For some custom code, I need to run a for-loop to dynamically create a variable in Tensorflow 2 (with eager execution mode enabled). (In my custom code, the values I write to the variable will require gradients, so I want to track the computations in the for loop, so I can get gradients from autodiff). My code works, but it is incredibly slow. In fact, it is several orders of magnitude slower than performing the same operation in numpy.
I have isolated the problem and I am providing a toy code snippet which highlights the problem. Fixing it will allow me to fix my custom code.
import numpy as np
import tensorflow as tf
import timeit
N = int(1e5)
data = np.random.randn(N)
def numpy_func(data):
new_data = np.zeros_like(data)
for i in range(len(data)):
new_data[i] = data[i]
return new_data
def tf_func(data):
new_data = tf.Variable(tf.zeros_like(data))

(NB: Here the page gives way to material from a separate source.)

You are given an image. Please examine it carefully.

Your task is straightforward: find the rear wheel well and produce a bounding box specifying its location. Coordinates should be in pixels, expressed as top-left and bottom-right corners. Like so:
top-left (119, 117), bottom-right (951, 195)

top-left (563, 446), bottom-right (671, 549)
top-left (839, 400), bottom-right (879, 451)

for i in range(len(data)):
new_data[i].assign(data[i])
return new_data
%timeit numpy_func(data)
%timeit tf_func(data)
The key takeaways of this code snippet are that in the for-loop I need to only update a slice of the variable. The slice to be updated is different at each iteration. The data used for the update is different at each iteration (In my custom code it is the result of a few simple computations that depend on slices of the variable, here I am just using the fixed array for problem isolation.)
I am using Tensorflow 2 and the tensorflow code ideally needs to run with eager execution enabled, since parts of the custom operations depend on eager execution.
I am new to Tensorflow and I would really appreciate any help with fixing this problem.